Here we're using the horizontal and vertical location coordinates of the basketball as frequency values for MSP oscillators. The equations we use to calculate those values are somewhat arbitrary, but they've been devised so as to map both coordinates into similar frequency ranges. The horizontal coordinate is used to control the oscillator in the left audio channel, and the vertical coordinate controls the frequency of the oscillator in the right channel.
We use the presence of incoming messages to turn MSP audio on (and fade the sound up), and if the messages are absent for more than 200 ms, we fade the sound down and turn the audio off.
 
- Close the [playtones] subpatch window. Flip the video image horizontally by clicking on the message boxes labeled Crop Source Image and Crop and Flip Source Image to hear the difference in the effect on the MSP oscillators.
Deriving More Information
In this tutorial we've shown a pretty straightforward implementation in which we use the location coordinates of a color region directly to control parameters of sound synthesis or MIDI performance. With a little additional Max programming, we could potentially derive further information about the motion of an object.
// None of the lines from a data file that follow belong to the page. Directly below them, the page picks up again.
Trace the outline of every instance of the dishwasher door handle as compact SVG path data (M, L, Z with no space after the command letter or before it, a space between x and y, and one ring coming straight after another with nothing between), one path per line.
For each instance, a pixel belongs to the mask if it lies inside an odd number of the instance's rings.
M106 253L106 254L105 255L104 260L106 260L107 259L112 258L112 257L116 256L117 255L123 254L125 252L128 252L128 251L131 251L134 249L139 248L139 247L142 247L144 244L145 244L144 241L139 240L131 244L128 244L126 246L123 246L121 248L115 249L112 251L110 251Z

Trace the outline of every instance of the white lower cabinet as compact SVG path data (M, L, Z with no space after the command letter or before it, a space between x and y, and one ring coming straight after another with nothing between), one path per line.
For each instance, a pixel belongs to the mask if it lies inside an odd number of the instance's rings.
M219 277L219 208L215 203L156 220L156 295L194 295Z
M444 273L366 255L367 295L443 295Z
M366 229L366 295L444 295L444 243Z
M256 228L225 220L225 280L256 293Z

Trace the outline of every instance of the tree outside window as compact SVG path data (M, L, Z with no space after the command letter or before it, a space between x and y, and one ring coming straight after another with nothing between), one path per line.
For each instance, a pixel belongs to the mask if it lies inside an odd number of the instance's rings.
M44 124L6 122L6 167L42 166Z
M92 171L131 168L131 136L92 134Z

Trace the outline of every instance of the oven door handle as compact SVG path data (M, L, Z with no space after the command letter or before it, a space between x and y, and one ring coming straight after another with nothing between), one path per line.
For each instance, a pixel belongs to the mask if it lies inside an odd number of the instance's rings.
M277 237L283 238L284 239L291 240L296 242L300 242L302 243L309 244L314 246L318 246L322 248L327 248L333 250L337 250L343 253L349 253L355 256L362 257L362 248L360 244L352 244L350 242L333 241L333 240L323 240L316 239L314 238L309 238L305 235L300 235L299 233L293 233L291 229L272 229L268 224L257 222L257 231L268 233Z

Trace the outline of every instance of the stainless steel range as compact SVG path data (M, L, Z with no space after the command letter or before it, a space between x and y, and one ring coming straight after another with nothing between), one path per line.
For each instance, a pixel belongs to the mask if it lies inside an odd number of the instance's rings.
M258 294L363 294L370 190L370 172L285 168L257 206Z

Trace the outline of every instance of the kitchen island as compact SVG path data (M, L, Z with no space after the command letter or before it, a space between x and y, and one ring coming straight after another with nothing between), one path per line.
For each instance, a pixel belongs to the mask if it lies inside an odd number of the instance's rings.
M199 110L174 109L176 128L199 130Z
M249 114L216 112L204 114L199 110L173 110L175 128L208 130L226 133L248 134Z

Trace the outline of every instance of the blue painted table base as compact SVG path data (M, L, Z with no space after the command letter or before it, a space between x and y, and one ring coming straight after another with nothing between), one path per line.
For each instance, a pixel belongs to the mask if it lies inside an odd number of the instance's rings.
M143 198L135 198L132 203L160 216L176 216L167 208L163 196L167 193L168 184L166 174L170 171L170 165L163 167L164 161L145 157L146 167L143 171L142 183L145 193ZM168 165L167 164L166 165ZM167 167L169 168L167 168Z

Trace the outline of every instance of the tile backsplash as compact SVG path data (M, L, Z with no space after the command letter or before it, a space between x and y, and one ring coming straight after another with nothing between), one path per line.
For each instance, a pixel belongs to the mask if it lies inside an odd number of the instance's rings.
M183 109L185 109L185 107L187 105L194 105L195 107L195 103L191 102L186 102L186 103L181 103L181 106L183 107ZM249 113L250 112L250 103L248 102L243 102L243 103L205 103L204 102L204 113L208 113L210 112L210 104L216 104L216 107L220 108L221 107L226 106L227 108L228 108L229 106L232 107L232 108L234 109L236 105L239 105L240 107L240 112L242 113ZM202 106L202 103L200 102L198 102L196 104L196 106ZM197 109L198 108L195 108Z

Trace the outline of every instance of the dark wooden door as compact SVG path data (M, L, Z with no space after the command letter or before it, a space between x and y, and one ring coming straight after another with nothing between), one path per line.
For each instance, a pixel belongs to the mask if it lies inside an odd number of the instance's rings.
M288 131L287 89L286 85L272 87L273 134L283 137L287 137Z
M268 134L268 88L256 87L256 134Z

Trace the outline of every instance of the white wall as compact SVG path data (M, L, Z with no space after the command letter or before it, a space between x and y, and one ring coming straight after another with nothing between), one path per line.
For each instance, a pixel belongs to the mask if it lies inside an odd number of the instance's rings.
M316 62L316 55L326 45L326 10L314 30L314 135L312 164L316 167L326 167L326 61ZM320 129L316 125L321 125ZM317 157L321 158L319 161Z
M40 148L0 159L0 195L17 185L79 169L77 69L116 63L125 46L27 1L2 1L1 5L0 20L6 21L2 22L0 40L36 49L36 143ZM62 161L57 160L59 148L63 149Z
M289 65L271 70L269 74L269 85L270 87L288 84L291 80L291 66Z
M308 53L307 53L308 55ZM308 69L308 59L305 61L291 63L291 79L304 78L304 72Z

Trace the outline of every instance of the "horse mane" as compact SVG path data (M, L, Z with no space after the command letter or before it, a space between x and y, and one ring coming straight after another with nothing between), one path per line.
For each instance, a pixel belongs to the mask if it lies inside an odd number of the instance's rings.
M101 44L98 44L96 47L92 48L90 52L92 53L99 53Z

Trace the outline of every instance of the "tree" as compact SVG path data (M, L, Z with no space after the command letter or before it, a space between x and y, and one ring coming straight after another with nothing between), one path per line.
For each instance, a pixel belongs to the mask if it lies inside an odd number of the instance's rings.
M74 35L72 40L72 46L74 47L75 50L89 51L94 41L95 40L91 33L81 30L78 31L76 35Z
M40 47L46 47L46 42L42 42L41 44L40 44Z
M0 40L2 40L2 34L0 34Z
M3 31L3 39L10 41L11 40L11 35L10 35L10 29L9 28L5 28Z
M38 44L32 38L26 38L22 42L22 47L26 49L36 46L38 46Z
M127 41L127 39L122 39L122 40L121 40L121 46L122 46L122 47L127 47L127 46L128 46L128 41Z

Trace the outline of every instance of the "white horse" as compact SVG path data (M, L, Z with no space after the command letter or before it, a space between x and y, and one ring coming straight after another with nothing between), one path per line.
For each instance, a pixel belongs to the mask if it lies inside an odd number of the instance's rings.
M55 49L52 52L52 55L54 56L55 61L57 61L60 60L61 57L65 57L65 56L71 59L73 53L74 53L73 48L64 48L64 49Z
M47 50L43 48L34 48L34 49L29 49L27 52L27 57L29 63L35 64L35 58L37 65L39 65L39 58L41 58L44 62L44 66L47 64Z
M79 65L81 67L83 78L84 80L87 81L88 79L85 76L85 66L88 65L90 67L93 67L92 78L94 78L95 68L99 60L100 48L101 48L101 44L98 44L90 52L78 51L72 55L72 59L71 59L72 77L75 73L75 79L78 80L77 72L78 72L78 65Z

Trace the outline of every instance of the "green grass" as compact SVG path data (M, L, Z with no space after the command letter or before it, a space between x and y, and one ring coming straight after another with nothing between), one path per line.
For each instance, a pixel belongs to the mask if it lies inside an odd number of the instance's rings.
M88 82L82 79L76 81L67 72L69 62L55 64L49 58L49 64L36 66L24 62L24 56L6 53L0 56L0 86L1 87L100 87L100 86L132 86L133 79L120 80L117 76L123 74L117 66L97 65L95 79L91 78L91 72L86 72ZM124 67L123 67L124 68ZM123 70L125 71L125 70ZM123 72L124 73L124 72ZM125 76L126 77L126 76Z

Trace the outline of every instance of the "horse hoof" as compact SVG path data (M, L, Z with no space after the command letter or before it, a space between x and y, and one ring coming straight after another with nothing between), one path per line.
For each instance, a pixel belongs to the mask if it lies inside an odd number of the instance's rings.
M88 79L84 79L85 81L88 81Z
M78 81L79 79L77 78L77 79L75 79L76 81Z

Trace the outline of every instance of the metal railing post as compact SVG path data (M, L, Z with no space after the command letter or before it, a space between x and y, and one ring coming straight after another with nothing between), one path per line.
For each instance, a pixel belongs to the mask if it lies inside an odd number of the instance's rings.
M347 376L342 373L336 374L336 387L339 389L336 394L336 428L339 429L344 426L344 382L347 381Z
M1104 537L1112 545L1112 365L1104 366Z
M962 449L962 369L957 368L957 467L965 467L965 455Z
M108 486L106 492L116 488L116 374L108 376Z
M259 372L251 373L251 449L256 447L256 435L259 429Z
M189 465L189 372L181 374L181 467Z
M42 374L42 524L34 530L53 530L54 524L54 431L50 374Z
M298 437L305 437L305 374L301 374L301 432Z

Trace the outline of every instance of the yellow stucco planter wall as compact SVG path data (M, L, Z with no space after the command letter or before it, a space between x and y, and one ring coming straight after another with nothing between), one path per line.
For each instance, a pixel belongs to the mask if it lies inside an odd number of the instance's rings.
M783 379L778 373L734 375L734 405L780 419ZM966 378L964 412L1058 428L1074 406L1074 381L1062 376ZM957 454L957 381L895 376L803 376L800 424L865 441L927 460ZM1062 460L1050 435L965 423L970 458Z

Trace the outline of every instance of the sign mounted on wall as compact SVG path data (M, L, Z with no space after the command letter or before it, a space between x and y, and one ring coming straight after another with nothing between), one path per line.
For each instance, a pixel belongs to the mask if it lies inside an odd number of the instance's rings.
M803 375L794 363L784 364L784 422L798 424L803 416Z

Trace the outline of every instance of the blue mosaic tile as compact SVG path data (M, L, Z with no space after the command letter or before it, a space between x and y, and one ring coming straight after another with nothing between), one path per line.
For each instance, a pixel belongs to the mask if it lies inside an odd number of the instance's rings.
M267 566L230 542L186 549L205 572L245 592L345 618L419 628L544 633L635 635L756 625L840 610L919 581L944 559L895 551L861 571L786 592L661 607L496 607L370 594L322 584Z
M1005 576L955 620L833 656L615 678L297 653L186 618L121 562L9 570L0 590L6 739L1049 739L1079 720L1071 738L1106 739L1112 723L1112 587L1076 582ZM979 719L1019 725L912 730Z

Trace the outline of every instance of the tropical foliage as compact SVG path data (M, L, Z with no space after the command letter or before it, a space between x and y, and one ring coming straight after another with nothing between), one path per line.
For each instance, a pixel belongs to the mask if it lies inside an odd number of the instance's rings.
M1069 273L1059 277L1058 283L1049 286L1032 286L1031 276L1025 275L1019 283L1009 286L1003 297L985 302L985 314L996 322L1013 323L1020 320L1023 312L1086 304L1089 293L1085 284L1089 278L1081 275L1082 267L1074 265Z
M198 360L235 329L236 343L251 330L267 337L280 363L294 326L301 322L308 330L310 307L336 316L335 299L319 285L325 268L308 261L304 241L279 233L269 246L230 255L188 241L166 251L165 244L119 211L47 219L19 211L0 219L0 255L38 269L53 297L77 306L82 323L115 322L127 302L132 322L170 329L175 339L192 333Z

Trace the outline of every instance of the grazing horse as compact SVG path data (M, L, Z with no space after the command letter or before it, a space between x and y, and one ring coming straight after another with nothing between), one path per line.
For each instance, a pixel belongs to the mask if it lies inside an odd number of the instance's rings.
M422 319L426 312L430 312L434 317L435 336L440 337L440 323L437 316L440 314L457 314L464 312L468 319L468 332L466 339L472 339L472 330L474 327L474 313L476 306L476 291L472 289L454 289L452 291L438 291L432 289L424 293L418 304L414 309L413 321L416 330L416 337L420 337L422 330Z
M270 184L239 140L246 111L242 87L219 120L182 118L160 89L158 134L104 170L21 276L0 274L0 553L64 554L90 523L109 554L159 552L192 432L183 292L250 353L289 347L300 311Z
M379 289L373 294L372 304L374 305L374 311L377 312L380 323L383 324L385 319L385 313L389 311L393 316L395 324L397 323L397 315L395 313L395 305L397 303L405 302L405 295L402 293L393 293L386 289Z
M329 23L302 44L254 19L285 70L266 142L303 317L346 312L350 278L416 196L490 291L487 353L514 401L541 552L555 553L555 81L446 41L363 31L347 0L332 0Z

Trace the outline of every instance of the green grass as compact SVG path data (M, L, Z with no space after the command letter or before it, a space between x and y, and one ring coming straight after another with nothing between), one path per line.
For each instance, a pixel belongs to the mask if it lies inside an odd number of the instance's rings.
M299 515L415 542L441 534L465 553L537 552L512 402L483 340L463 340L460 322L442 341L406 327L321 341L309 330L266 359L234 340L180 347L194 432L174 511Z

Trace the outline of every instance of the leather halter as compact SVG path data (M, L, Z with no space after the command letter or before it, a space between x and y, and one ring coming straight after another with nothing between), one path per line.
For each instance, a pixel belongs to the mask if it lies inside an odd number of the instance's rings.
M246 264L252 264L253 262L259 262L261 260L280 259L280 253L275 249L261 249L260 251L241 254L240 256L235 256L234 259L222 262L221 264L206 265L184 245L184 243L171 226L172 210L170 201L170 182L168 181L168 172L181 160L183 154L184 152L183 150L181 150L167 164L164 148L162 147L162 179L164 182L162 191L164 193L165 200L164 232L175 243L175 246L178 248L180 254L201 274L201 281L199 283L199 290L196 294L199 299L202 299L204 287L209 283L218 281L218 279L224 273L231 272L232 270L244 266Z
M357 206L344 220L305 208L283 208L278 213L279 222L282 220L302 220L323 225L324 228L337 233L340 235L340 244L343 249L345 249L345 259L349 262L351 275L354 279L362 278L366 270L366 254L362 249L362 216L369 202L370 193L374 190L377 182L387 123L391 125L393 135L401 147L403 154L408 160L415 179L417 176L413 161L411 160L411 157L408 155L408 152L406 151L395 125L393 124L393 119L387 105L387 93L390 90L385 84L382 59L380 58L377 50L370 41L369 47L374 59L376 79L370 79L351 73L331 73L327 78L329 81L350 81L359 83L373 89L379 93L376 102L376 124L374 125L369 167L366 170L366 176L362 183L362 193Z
For example, by comparing an object's location in one video frame with its location in the preceding frame, we could use the Pythagorean theorem to calculate the distance the object traveled from one frame to the next, and thus calculate its velocity. We could also calculate the slope of its movement (), and thus (with the arctangent trig function) figure out its angle of movement. By comparing one velocity value to the previous one, we can calculate acceleration, and so on. By comparing an object's apparent size from one frame to the next, we can even make some crude guesses about its movement toward or away from the camera in the "z axis" (depth).
Summary
The jit.findbounds object detects values within a certain range in each plane of a matrix, and it reports the region in the matrix where it finds values within the specified range of each plane. This is useful for finding the location of any range of numerical data in any type of matrix. In particular, it can be used to find the location of a particular color in a 4-plane matrix, and thus can be used to track the movement of an object in a video.
Cropping the video image with the srcrect attribute of jit.movie helps to focus on the desired part of the source image. The jit.brcosa object is useful for adjusting the color values in the source video, making it easier to isolate and detect a specific color or range of colors.
We can use the output of jit.findbounds to track the location of an object, and from that we can calculate other information about the object's motion such as its velocity, direction, etc. We can use the derived information to control parameters of a MIDI performance, MSP synthesis, or other Jitter objects.